Chapter 4 - Classification Flashcards
LDA – Linear discriminant analysis
Linear decision boundary for classification problems. Use conditional probability and Bayes theorem. Look at probability distribution functions for the feature, condition on one of the classes. Assumption made is that the width (variance) is the same. The assumption causes the linear decision boundary.
QDA – Quadratic discriminant analysis
Quadratic decision boundary for classification problems. The assumption is that the variance may not be the same for the classes.
If the Bayes decision boundary is linear, do we expect LDA or QDA to perform better on the training set? On the test set?
QDA will perform better on the training set because it has more flexibility in the model. There is a risk of overfitting with QDA, since the data is linear and the non-linearities QDA might have captured is likely caused by noise.
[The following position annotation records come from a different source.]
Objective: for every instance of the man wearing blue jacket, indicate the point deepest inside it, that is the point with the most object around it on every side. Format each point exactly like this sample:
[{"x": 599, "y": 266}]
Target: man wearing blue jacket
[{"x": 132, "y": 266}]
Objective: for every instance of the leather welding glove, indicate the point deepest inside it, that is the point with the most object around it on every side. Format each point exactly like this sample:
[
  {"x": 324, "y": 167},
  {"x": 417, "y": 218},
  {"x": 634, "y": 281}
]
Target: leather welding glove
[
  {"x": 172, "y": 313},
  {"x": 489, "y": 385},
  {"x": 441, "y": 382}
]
Therefore, LDA is expected to perform better on the test set.
If the Bayes decision boundary is non-linear, do we expect LDA or QDA to perform better on the training set? On the test set?
QDA will likely perform better on the training set since the data is non-linear and the model is more flexible. Depending on the degree of non-linearity the difference between LDA and QDA will differ. The more non-linear it is, the less the difference. But chances are that QDA will perform better.
In general, as the sample size n increases, do we expect the test prediction accuracy of QDA relative to LDA to improve, decline, or be unchanged? Why?
The larger data set, the better the test prediction accuracy of QDA compared to LDA because more parameters require more data to train with. The risk of overfitting will decrease for QDA as the data set grows.